Table of Contents

Quickstart

This library supports .NET Standard 2.0. The core algorithm is a port of the Mozilla Readability library. The original library is stable and used in production inside Firefox. By relying on a library maintained by a competent organization like Mozilla, we leverage their robust and well-tested work.

SmartReader also adds improvements to the original library, extracting more and better metadata, including:

  • Site name
  • Author and publication date
  • Language
  • Article excerpt
  • Featured image
  • List of images found (can optionally be downloaded and stored as data URIs)
  • Estimated time needed to read the article

Feel free to suggest new features.

Installation

Installation is straightforward using the NuGet package.

PM> Install-Package SmartReader

Usage

There are two main ways to use the library. The first involves creating a new Reader object, using the URI as the argument, and then calling the GetArticle method to obtain the extracted Article.

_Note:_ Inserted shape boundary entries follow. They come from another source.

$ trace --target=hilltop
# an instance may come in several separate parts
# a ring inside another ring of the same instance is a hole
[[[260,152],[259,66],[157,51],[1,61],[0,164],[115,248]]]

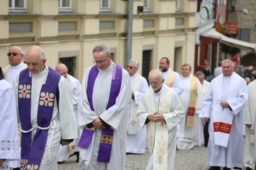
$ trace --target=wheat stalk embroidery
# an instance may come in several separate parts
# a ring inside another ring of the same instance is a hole
[[[163,156],[165,153],[165,150],[166,148],[165,147],[165,144],[166,143],[166,142],[164,141],[164,138],[163,135],[162,135],[161,137],[161,139],[157,140],[157,150],[156,151],[158,156],[156,162],[159,165],[162,164],[164,160]]]

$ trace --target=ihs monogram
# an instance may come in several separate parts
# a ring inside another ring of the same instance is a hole
[[[19,98],[23,98],[25,99],[29,99],[30,98],[30,90],[31,86],[30,85],[26,85],[22,84],[19,86]]]
[[[40,94],[41,97],[39,99],[41,100],[39,101],[39,104],[42,106],[44,104],[44,106],[48,106],[51,107],[53,105],[54,101],[53,98],[54,97],[54,95],[53,93],[50,93],[49,94],[48,92],[46,92],[46,94],[44,92],[42,92]]]

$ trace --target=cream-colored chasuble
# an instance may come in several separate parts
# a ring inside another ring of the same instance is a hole
[[[174,71],[172,70],[171,70],[171,73],[167,77],[167,81],[166,82],[166,85],[170,88],[172,88],[172,85],[173,84],[173,80],[174,79]]]
[[[145,93],[145,103],[149,104],[146,105],[148,113],[158,111],[165,114],[169,112],[172,89],[162,87],[161,90],[160,94],[155,93],[152,89]],[[156,102],[158,106],[155,106],[155,100],[159,101]],[[168,130],[166,123],[163,121],[157,123],[151,121],[147,126],[147,132],[151,156],[154,156],[153,169],[167,169]]]
[[[136,73],[134,77],[133,84],[132,86],[132,90],[140,91],[140,76],[138,73]],[[130,123],[129,124],[128,135],[133,135],[137,133],[137,116],[136,114],[137,112],[138,105],[135,104],[135,101],[131,99],[131,111],[130,113]]]
[[[193,128],[193,121],[194,119],[195,107],[197,91],[197,78],[195,76],[192,76],[190,81],[190,98],[188,105],[188,111],[187,118],[186,128]]]

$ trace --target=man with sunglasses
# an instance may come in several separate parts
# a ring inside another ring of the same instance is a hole
[[[132,60],[131,60],[127,66],[127,71],[131,81],[132,98],[129,101],[127,154],[145,153],[147,132],[146,129],[142,129],[138,123],[136,114],[141,97],[144,93],[148,90],[148,85],[146,79],[137,72],[139,66],[138,61]]]
[[[23,51],[19,47],[13,46],[11,47],[7,55],[10,64],[3,69],[3,78],[12,85],[14,77],[28,66],[22,61]]]
[[[96,65],[85,71],[78,103],[79,169],[124,170],[129,75],[112,61],[106,46],[93,54]]]

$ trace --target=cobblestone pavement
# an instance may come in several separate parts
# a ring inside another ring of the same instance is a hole
[[[206,148],[204,146],[195,147],[189,150],[177,150],[175,159],[176,170],[207,170],[210,166],[205,165],[206,155]],[[126,155],[126,170],[145,169],[150,156],[148,148],[146,148],[144,154]],[[75,162],[76,158],[75,156],[70,157],[58,165],[58,170],[78,169],[79,164]]]

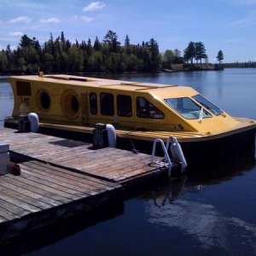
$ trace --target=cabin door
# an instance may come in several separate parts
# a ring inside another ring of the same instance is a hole
[[[89,121],[89,96],[88,93],[80,94],[81,100],[81,116],[84,123]]]

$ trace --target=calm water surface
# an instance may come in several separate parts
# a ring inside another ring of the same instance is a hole
[[[256,69],[112,78],[190,85],[231,115],[256,119]],[[11,113],[12,106],[12,90],[2,78],[0,120]],[[241,160],[230,168],[232,174],[223,173],[221,179],[191,183],[183,177],[159,185],[126,200],[121,209],[114,209],[109,216],[100,214],[101,221],[88,224],[84,215],[30,239],[20,238],[15,252],[26,255],[256,255],[256,166]]]

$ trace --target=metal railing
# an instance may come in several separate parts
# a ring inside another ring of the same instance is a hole
[[[164,143],[164,142],[160,139],[160,138],[156,138],[154,141],[154,144],[153,144],[153,148],[152,148],[152,155],[151,155],[151,162],[152,163],[154,163],[154,164],[157,164],[157,165],[160,165],[160,166],[163,166],[165,162],[163,161],[154,161],[154,157],[155,157],[155,148],[156,148],[156,144],[160,143],[160,145],[162,146],[162,149],[164,151],[164,154],[165,154],[165,160],[166,162],[168,164],[168,175],[171,176],[171,172],[172,172],[172,161],[171,161],[171,159],[169,157],[169,154],[168,154],[168,152],[167,152],[167,149],[166,149],[166,147]]]

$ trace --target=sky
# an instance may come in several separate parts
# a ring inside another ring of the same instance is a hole
[[[202,42],[208,61],[256,61],[256,0],[0,0],[0,49],[22,35],[41,45],[63,32],[71,42],[102,41],[108,30],[124,44],[154,38],[160,51]]]

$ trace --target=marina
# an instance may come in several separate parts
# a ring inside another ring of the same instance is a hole
[[[256,119],[253,68],[95,74],[99,75],[103,79],[191,85],[232,116]],[[0,92],[3,121],[12,113],[14,102],[6,79],[1,84]],[[192,168],[193,175],[188,175],[183,186],[179,182],[155,181],[152,188],[144,189],[120,203],[110,204],[109,211],[103,208],[90,215],[82,211],[80,216],[73,219],[39,229],[32,236],[19,236],[9,244],[6,254],[255,254],[255,162],[241,156],[235,161],[221,161],[215,153],[210,154],[204,172],[199,172],[196,166]],[[193,155],[199,162],[203,160],[201,154]],[[209,173],[209,168],[215,163],[218,166],[213,168],[212,176],[199,179],[201,174]],[[4,254],[4,251],[1,252]]]
[[[129,183],[166,174],[151,156],[32,132],[1,130],[20,175],[0,176],[1,240],[123,200]],[[31,228],[32,227],[32,228]]]

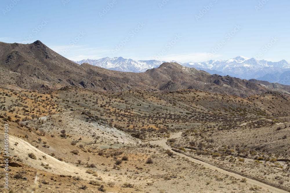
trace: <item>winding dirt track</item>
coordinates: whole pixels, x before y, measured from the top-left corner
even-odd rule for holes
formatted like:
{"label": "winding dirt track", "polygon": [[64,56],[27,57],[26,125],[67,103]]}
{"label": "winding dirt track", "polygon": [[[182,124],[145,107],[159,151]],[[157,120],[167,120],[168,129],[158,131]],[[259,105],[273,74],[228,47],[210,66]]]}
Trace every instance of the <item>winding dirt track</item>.
{"label": "winding dirt track", "polygon": [[[171,135],[171,138],[177,138],[177,137],[180,137],[181,136],[181,134],[182,132],[181,132],[175,133],[174,135]],[[174,152],[173,151],[172,151],[172,150],[171,149],[171,148],[167,145],[167,144],[166,144],[166,142],[167,141],[167,140],[165,139],[162,139],[162,140],[160,140],[159,141],[150,141],[150,142],[151,144],[153,145],[158,145],[161,146],[162,146],[164,149],[166,149],[169,150],[170,151],[174,152],[174,153],[176,154],[179,155],[181,156],[188,158],[189,159],[189,160],[191,161],[194,161],[195,163],[200,163],[201,164],[202,164],[205,167],[206,167],[207,168],[209,168],[211,169],[214,170],[217,170],[217,171],[221,173],[223,173],[225,174],[228,174],[230,176],[233,176],[236,178],[240,178],[242,179],[242,178],[244,178],[245,177],[238,174],[237,174],[234,173],[230,172],[229,172],[226,171],[225,170],[223,170],[222,169],[221,169],[219,168],[216,167],[207,163],[204,162],[197,159],[195,159],[191,157],[189,157],[188,156],[186,156],[182,153],[179,153]],[[262,182],[260,182],[252,179],[250,179],[250,178],[248,178],[247,177],[245,177],[245,178],[247,179],[247,183],[248,183],[252,185],[256,185],[259,186],[261,186],[262,188],[264,188],[264,189],[269,190],[270,191],[272,192],[276,192],[277,193],[282,193],[284,192],[285,193],[286,193],[288,192],[287,191],[285,191],[285,190],[281,190],[281,189],[279,189],[279,188],[276,188],[274,187],[273,187],[273,186],[271,186],[269,185],[266,184]]]}

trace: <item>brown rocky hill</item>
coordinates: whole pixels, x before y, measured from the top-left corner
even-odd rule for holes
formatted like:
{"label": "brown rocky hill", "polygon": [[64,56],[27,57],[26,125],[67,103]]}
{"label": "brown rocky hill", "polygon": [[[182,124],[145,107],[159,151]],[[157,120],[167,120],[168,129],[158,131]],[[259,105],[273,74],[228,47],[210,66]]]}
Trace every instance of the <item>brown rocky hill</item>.
{"label": "brown rocky hill", "polygon": [[270,90],[289,91],[282,87],[268,87],[229,76],[212,75],[176,63],[164,63],[139,73],[87,64],[80,65],[39,41],[28,44],[0,43],[0,85],[41,91],[69,85],[108,92],[131,89],[167,92],[189,89],[246,97]]}

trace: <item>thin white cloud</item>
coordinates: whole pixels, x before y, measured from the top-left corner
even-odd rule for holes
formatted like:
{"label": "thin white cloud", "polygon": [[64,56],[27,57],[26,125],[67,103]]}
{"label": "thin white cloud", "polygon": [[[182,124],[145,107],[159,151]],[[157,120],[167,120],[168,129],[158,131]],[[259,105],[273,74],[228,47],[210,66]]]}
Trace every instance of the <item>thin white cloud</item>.
{"label": "thin white cloud", "polygon": [[[154,57],[157,60],[171,61],[173,60],[182,63],[189,62],[204,62],[211,60],[213,60],[222,56],[219,54],[213,54],[206,52],[196,52],[185,53],[180,54],[169,54],[165,55],[162,57],[158,56]],[[151,58],[150,60],[152,60]]]}

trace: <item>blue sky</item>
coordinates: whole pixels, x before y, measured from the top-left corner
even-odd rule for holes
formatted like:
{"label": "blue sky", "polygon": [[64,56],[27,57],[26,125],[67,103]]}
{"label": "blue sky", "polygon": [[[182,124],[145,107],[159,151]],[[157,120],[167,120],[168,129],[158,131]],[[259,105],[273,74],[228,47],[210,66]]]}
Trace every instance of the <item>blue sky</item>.
{"label": "blue sky", "polygon": [[288,0],[2,0],[0,41],[39,40],[75,60],[290,61],[289,7]]}

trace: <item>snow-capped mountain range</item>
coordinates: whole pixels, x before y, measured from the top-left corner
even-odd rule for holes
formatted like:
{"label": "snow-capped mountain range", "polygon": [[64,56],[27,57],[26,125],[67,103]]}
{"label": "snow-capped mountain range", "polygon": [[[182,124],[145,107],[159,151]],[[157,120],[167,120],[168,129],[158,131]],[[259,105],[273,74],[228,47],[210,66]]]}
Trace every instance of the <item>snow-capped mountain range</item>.
{"label": "snow-capped mountain range", "polygon": [[133,72],[145,72],[148,69],[157,68],[163,63],[166,62],[155,60],[136,61],[132,59],[125,59],[122,57],[113,58],[107,57],[99,60],[87,59],[80,61],[71,61],[79,65],[87,63],[110,70]]}
{"label": "snow-capped mountain range", "polygon": [[[110,70],[134,72],[144,72],[148,69],[158,67],[163,63],[166,62],[155,60],[136,61],[122,57],[72,61],[79,65],[88,63]],[[212,74],[229,75],[247,80],[255,78],[271,82],[290,85],[290,62],[284,60],[273,62],[239,56],[227,60],[211,60],[202,62],[185,63],[175,61],[170,62],[204,70]]]}

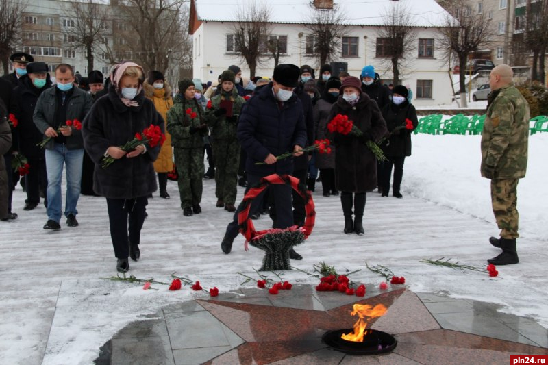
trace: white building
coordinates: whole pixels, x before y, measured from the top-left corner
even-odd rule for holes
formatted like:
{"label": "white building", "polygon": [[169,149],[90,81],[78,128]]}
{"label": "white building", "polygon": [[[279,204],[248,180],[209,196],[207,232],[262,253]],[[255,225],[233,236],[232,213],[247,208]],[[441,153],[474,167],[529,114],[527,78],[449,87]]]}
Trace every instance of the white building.
{"label": "white building", "polygon": [[[261,1],[263,1],[261,3]],[[249,76],[245,62],[234,51],[231,42],[231,25],[238,18],[238,9],[255,3],[266,4],[271,10],[271,34],[286,42],[286,53],[280,63],[299,66],[310,64],[316,70],[315,58],[308,53],[306,32],[303,25],[310,18],[310,0],[291,0],[279,3],[265,0],[234,0],[220,2],[217,0],[192,0],[189,31],[193,36],[194,77],[203,82],[216,83],[218,76],[231,64],[237,64]],[[316,5],[332,3],[330,0],[315,0]],[[351,75],[359,77],[362,68],[368,64],[375,66],[381,79],[390,82],[393,77],[391,66],[382,54],[382,39],[378,36],[379,26],[383,23],[383,14],[392,6],[406,6],[412,16],[416,30],[416,47],[406,62],[407,66],[400,70],[403,84],[408,84],[414,95],[416,105],[450,104],[452,99],[451,78],[448,66],[443,60],[443,50],[437,48],[440,32],[449,14],[434,0],[365,0],[362,1],[335,1],[338,10],[345,14],[348,36],[342,40],[342,56],[338,62],[347,64]],[[323,10],[332,11],[332,10]],[[274,68],[271,58],[258,66],[256,75],[270,77]],[[317,78],[316,72],[316,78]],[[337,73],[334,72],[334,73]]]}

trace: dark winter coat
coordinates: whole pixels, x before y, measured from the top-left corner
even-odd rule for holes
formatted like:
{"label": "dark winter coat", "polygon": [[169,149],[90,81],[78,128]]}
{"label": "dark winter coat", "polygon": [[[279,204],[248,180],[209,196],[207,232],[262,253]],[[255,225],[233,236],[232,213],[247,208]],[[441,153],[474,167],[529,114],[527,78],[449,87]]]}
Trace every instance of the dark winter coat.
{"label": "dark winter coat", "polygon": [[30,77],[25,75],[19,79],[19,85],[13,90],[11,111],[19,122],[16,129],[18,142],[16,148],[18,148],[18,151],[27,158],[37,160],[43,158],[44,151],[36,144],[42,142],[44,134],[36,127],[32,115],[38,97],[51,86],[49,77],[47,77],[43,88],[38,88],[32,84]]}
{"label": "dark winter coat", "polygon": [[[364,136],[377,140],[386,133],[386,123],[375,101],[362,92],[351,105],[339,96],[327,117],[348,116]],[[327,134],[328,136],[330,134]],[[340,191],[366,192],[377,186],[377,159],[366,145],[364,138],[336,133],[329,138],[337,148],[335,155],[335,184]]]}
{"label": "dark winter coat", "polygon": [[[301,103],[303,104],[303,115],[304,116],[304,123],[306,125],[306,144],[301,146],[301,147],[307,147],[314,143],[314,107],[312,106],[312,99],[310,95],[304,92],[304,90],[298,87],[295,89],[295,93],[301,99]],[[307,170],[308,168],[308,153],[303,153],[302,155],[294,158],[293,169],[294,170]]]}
{"label": "dark winter coat", "polygon": [[[58,124],[55,115],[57,112],[57,87],[49,88],[40,95],[34,108],[32,119],[40,131],[44,134],[46,129],[51,127],[57,129],[61,125]],[[93,104],[93,99],[89,92],[79,88],[73,87],[72,94],[67,97],[66,120],[77,119],[83,121]],[[84,148],[82,138],[82,130],[72,128],[72,134],[66,137],[66,149],[79,149]],[[47,137],[44,135],[44,138]],[[45,146],[45,149],[53,149],[55,144],[54,138],[51,138]]]}
{"label": "dark winter coat", "polygon": [[[391,134],[388,139],[381,144],[384,155],[410,156],[411,134],[419,124],[415,107],[413,104],[410,104],[407,99],[399,105],[390,103],[382,108],[382,117],[386,122],[388,133]],[[396,129],[397,127],[406,125],[406,119],[410,119],[413,122],[413,129],[411,130],[406,128]]]}
{"label": "dark winter coat", "polygon": [[390,89],[378,80],[371,85],[366,85],[362,82],[362,91],[367,94],[370,99],[375,100],[381,110],[384,105],[391,103]]}
{"label": "dark winter coat", "polygon": [[142,90],[134,100],[139,106],[126,106],[111,85],[107,96],[95,101],[84,120],[84,146],[96,164],[93,190],[106,198],[127,199],[145,197],[156,190],[153,162],[160,153],[160,145],[153,148],[147,144],[147,151],[142,155],[132,158],[124,156],[105,168],[101,166],[108,147],[125,144],[151,124],[164,131],[162,116]]}
{"label": "dark winter coat", "polygon": [[271,165],[255,163],[263,162],[269,153],[277,156],[292,151],[295,145],[304,147],[306,125],[301,100],[293,94],[280,110],[272,83],[262,88],[245,104],[238,123],[238,139],[247,153],[248,173],[260,176],[292,173],[290,158]]}
{"label": "dark winter coat", "polygon": [[[336,101],[334,98],[334,101]],[[327,124],[330,119],[327,117],[331,112],[333,104],[327,101],[325,99],[321,99],[316,103],[314,107],[314,131],[316,132],[316,140],[323,140],[327,138],[325,134]],[[316,153],[316,167],[318,168],[335,168],[335,146],[331,146],[331,153]]]}

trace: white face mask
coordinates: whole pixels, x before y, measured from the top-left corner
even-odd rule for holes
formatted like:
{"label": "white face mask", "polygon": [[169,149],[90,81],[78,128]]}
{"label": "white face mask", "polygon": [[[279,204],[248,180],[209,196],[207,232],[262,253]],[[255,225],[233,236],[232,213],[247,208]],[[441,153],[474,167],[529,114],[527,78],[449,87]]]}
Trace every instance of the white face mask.
{"label": "white face mask", "polygon": [[122,88],[122,96],[125,99],[132,100],[137,95],[137,89],[133,88]]}
{"label": "white face mask", "polygon": [[292,91],[288,91],[284,89],[278,89],[277,94],[276,94],[276,97],[280,101],[287,101],[289,100],[289,98],[293,95]]}
{"label": "white face mask", "polygon": [[392,101],[397,105],[399,105],[405,101],[406,98],[403,97],[392,97]]}
{"label": "white face mask", "polygon": [[352,101],[356,101],[358,99],[358,94],[343,94],[342,99],[349,103],[351,103]]}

The second uses the static method ParseArticle of the Reader class directly to return an Article. Both approaches are also available via async methods, named GetArticleAsync and ParseArticleAsync respectively.

The advantage of using an object, rather than the static method, is that it allows you to configure specific options.

You also have the option to directly parse a String or Stream obtained via other means. This is available either through the ParseArticle methods or by using the appropriate Reader constructor. In either case, you must provide the original URI. The library will not re-download the text, but it requires the URI to perform checks and fix relative links present on the page. If you cannot provide the original URI, you can use a placeholder, such as https://localhost.

If the extraction fails, the returned Article object will have the IsReadable field set to false.

The content of the article is unstyled, but it is wrapped in a div with the id readability-content which you can style yourself.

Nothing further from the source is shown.